This morning, our editor Liz Gumbinner talked to the TODAY Show about the pitfalls of SnapChat, the most popular app you’ve probably never heard of. But you should. Especially if you’re the parent of a teen.
Also known as the “sexting app,” this popular app (more downloads than even Instagram!) allows the user–with an average age of 13-24–to send a photo with text or a drawing over it to a contact, then set the photo to self-destruct in 10 seconds or less. The problems? Well, the promise of photos with no evidence can easily lure kids into more risky behavior than they might normally take.
Unfortunately however, the contact has the ability to take a screenshot. And then what he does with that screenshot is out of your hands. The last thing you want is for your teen to make a silly mistake that ends up as a compromising photo or embarrassing text that spreads all over the internet, and has potentially long-term consequences.
Our top 4 tips for handling SnapChat if you’re a parent with a tween or teen:
1. Research the app yourself so you know what you’re talking about.
The great news is, now that parents are aware of SnapChat (even if it’s a year later), you’re far more armed and ready than you were before. It’s free for both Android and iOS, and the cutesie graphics are definitely meant to appeal to the Jr High set, not the match.com set.
2. Talk to your kids about the internet, privacy and safety early and often.
It’s never too early to start. The very best thing you can do is keep the lines of communication open so you know what apps your kids are using and how. It’s the smartest way to minimize risky behavior in general.
In fact, we love this quote from a friend who’s the mother of a 12 year-old: “I love that my daughter first taught me about SnapChat, and anticipated my concern by telling me she knows exactly how people can misuse it and she would never send inappropriate photos!”
(Props to you and your daughter, mama!)
3. Decide whether to ban the app
With younger teens, you have more control over the content on your kids’ phones and their internet usage, but we’ve found that kids are happy to use it in groups through friends’ phones. You know your kid best, of course; but sometimes letting your child make the choice for herself not to use it, will be far more effective.
4. Talk about the right way to use it.
If you think your child (like our friend’s, above) is capable of using it for its so-called intended use–sharing silly spontaneous photos with friends that disappear–discuss the limits. Make sure they’re only sharing with friends and family they know, and nothing that is embarrassing or compromising. Not to be alarmist, but you never know what creeps are out there pretending to be kids. Or what creeps are kids themselves, trying to convince your kids to do something unsavory.

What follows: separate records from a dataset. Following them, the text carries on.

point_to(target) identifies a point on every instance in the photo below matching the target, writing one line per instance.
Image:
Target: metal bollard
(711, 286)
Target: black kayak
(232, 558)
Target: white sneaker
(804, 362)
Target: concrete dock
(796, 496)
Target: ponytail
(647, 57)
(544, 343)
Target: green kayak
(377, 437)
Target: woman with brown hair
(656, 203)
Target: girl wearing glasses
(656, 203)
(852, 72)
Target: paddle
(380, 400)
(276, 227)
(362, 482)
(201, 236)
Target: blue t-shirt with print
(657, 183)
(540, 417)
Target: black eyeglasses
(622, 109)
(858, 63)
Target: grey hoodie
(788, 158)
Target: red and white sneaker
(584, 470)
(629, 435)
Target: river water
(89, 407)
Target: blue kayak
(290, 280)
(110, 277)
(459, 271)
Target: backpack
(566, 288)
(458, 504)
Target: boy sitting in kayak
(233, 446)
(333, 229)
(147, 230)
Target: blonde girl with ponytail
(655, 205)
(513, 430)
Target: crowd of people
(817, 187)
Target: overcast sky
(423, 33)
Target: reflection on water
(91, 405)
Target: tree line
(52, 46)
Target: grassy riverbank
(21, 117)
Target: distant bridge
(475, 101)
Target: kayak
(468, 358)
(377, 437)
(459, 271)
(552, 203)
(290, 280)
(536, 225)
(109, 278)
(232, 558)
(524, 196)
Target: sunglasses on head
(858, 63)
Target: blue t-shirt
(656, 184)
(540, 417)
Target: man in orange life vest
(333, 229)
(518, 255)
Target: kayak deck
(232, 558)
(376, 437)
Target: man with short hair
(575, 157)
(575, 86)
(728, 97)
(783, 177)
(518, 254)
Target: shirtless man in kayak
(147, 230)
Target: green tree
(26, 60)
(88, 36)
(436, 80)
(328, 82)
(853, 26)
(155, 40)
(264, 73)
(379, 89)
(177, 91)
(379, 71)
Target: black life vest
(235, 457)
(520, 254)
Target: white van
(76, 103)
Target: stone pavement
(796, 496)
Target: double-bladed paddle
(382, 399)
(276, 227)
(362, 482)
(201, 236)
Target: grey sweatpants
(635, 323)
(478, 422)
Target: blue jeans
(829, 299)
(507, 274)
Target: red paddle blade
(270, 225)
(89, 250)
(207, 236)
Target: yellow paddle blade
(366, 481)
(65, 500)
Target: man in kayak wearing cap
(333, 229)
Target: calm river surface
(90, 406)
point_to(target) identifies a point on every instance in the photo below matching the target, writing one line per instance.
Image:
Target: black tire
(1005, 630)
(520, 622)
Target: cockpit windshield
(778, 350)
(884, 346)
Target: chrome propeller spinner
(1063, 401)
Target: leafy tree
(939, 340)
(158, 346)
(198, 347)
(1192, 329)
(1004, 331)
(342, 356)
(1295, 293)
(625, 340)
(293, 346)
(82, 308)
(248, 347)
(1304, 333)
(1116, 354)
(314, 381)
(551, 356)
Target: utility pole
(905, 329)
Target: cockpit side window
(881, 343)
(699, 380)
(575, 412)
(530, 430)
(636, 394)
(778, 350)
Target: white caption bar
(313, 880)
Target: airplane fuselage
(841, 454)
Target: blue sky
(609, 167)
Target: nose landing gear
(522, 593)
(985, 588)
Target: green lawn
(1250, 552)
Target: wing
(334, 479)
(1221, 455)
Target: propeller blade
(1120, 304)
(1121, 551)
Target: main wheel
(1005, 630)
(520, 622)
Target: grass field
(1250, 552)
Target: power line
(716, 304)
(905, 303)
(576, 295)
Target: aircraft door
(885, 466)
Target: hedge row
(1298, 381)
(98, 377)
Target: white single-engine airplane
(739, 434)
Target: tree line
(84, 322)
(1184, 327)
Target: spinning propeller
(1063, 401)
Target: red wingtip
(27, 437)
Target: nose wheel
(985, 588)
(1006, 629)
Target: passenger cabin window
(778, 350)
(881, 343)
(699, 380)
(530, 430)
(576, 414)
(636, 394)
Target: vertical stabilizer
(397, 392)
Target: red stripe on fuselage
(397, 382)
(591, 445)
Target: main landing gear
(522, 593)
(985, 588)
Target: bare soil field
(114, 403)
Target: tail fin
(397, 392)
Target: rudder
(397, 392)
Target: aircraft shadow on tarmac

They might even be grabbing screenshots of that so-called limited time photo which now isn’t limited time after all.
Also, make sure that your child tells you right away if she’s ever feeling coerced into sending a photo that makes them feel uncomfortable so you can take action. Let’s be honest, part of being a teen is making mistakes and learning from them. They’re not any different than we were in that sense. We just hope that in this age of “the internet is forever,” that they’re making mostly the kinds of mistakes that we can all laugh about later. -Liz + Kristen
Catch Cool Mom Tech on the TODAY Show discussing SnapChat via this link.

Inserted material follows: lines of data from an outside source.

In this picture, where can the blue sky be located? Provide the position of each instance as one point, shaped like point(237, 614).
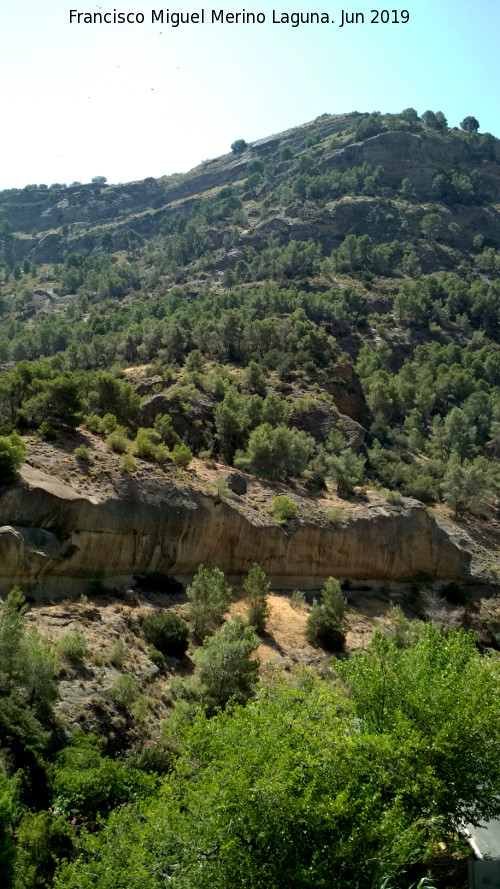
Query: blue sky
point(135, 100)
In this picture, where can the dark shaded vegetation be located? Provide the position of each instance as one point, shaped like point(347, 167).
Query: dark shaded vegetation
point(287, 345)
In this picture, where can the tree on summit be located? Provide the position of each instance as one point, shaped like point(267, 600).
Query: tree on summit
point(238, 146)
point(470, 124)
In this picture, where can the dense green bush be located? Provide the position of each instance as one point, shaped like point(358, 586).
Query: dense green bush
point(72, 647)
point(12, 455)
point(284, 508)
point(325, 624)
point(166, 632)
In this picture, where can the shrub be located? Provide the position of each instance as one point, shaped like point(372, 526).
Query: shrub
point(145, 443)
point(238, 146)
point(166, 632)
point(225, 667)
point(394, 498)
point(257, 589)
point(335, 515)
point(284, 508)
point(221, 487)
point(83, 453)
point(44, 839)
point(182, 455)
point(209, 597)
point(93, 423)
point(72, 647)
point(46, 432)
point(163, 454)
point(109, 423)
point(325, 623)
point(297, 600)
point(117, 655)
point(157, 658)
point(12, 454)
point(124, 691)
point(118, 441)
point(127, 464)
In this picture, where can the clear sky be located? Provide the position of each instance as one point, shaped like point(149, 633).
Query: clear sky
point(128, 101)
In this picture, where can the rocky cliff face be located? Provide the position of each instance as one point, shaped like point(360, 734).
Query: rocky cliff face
point(55, 542)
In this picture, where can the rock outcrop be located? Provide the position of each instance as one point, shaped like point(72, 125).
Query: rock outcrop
point(55, 542)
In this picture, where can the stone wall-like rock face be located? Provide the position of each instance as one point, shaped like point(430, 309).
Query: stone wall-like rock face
point(54, 542)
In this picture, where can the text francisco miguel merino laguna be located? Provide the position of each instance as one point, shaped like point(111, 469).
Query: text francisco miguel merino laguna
point(204, 16)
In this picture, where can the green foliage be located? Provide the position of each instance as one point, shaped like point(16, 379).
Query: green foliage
point(226, 670)
point(325, 624)
point(275, 453)
point(467, 486)
point(297, 600)
point(431, 226)
point(394, 498)
point(46, 432)
point(439, 692)
point(72, 647)
point(166, 632)
point(146, 443)
point(209, 597)
point(9, 801)
point(470, 124)
point(163, 425)
point(238, 146)
point(283, 508)
point(347, 470)
point(87, 783)
point(28, 690)
point(117, 653)
point(83, 453)
point(12, 455)
point(157, 658)
point(117, 441)
point(257, 589)
point(127, 464)
point(182, 455)
point(124, 691)
point(44, 839)
point(304, 782)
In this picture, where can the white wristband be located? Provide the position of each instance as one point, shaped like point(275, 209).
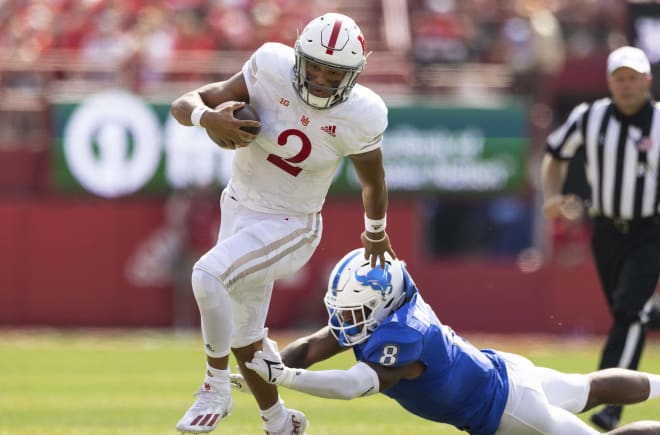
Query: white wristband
point(375, 225)
point(196, 115)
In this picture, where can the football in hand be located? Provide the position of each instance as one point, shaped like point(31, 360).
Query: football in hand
point(246, 112)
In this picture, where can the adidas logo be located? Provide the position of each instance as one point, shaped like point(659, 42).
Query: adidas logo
point(330, 129)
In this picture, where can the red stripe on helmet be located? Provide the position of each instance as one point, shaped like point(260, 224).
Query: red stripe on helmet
point(333, 37)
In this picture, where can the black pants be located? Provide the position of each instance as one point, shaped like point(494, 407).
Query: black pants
point(627, 257)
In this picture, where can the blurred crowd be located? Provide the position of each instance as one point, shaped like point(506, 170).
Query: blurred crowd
point(149, 33)
point(145, 45)
point(141, 36)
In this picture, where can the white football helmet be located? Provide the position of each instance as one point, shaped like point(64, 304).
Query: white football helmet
point(331, 40)
point(359, 297)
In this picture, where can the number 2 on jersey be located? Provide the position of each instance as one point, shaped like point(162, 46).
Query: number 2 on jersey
point(286, 164)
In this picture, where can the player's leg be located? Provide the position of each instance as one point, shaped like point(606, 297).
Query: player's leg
point(638, 428)
point(577, 393)
point(528, 410)
point(213, 399)
point(282, 246)
point(630, 309)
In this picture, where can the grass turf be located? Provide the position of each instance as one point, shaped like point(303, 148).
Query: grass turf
point(140, 382)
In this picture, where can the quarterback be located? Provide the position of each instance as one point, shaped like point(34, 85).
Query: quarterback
point(312, 114)
point(406, 353)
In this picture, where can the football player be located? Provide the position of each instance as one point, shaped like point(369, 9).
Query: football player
point(312, 114)
point(406, 353)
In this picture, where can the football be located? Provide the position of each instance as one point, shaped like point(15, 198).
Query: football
point(246, 112)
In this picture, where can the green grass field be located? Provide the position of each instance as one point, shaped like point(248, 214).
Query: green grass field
point(140, 382)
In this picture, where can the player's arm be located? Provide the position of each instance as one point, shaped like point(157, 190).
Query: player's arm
point(369, 169)
point(308, 350)
point(358, 381)
point(200, 107)
point(555, 204)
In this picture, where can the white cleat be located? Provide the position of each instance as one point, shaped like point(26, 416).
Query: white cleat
point(296, 424)
point(204, 415)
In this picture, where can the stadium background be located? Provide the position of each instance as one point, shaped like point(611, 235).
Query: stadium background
point(105, 204)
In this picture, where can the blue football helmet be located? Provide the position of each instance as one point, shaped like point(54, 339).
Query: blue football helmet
point(359, 297)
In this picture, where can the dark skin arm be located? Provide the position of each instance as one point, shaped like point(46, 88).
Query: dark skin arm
point(370, 172)
point(231, 94)
point(322, 345)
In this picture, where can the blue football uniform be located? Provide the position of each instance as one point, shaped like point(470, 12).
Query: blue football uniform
point(462, 385)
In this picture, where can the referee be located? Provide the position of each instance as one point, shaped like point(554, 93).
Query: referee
point(621, 136)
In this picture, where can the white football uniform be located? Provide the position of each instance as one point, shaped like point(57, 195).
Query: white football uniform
point(289, 168)
point(271, 222)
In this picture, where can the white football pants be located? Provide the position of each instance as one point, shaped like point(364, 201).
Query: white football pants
point(543, 401)
point(253, 250)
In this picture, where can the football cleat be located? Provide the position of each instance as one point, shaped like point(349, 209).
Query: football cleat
point(209, 408)
point(608, 418)
point(296, 424)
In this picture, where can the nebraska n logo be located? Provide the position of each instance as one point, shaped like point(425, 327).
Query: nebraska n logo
point(330, 129)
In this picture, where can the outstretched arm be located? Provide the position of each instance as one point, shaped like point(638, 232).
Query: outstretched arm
point(311, 349)
point(369, 169)
point(360, 380)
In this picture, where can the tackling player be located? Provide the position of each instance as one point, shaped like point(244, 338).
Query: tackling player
point(312, 114)
point(405, 352)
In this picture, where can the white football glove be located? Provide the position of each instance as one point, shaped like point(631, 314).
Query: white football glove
point(268, 364)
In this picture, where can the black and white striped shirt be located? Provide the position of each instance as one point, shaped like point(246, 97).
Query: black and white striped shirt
point(622, 156)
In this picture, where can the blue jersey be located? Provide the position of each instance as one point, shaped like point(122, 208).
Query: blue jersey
point(462, 385)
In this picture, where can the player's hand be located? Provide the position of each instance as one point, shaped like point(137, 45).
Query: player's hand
point(375, 246)
point(268, 364)
point(225, 129)
point(238, 382)
point(568, 207)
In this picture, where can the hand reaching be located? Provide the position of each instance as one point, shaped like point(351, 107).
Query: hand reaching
point(268, 364)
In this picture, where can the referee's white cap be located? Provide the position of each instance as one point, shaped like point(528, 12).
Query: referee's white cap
point(629, 57)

[images via snapchat, montage via NYT]
Saw the piece on Today this morning and decided to check out your site. Glad I don’t have to worry about this yet!
We recently had an issue where my teen was involved in a testing exchange with someone he did not know. That may sound odd, but is very common among that age group. The convo took a weird turn where they other person started saying inappropriate things and mentioning his long-lasting skills in bed despite being a grandpa….
My son told me about it and after seeking advice on Facebook, we went to the police. We filed a complaint, not actual charges. But at least the police have his number on record should anyone else come in with a complaint.
Why is it that no one is going after cam sites like Chat Roulette or Stickam? I’ve heard teens talking about doing striptease (or worse) for total strangers, and NO ONE with any authority has done diddly squat against the above mentioned camsites. there are even videosites dedicated to posting recorded “chats” featuring young children that held “private chats” on stickam.
Honestly, I don’t see why a 10 year old even NEEDS to have a cellphone in the first place. I think parents need to take a more proactive stance on what goes on in thier child’s life. Those of you who are parents know there are some incredibly sick people out there just clamoring for a “private” video chat with your child on Stickam and ChatRoulette. Why the hell does a child have an account on Stickam anyway? Oh, I know. the parent doesn’t care. That’s the only reason I can think of.
That’s it.
My kids are staying toddlers forever.
I don’t care if I never have nice things again.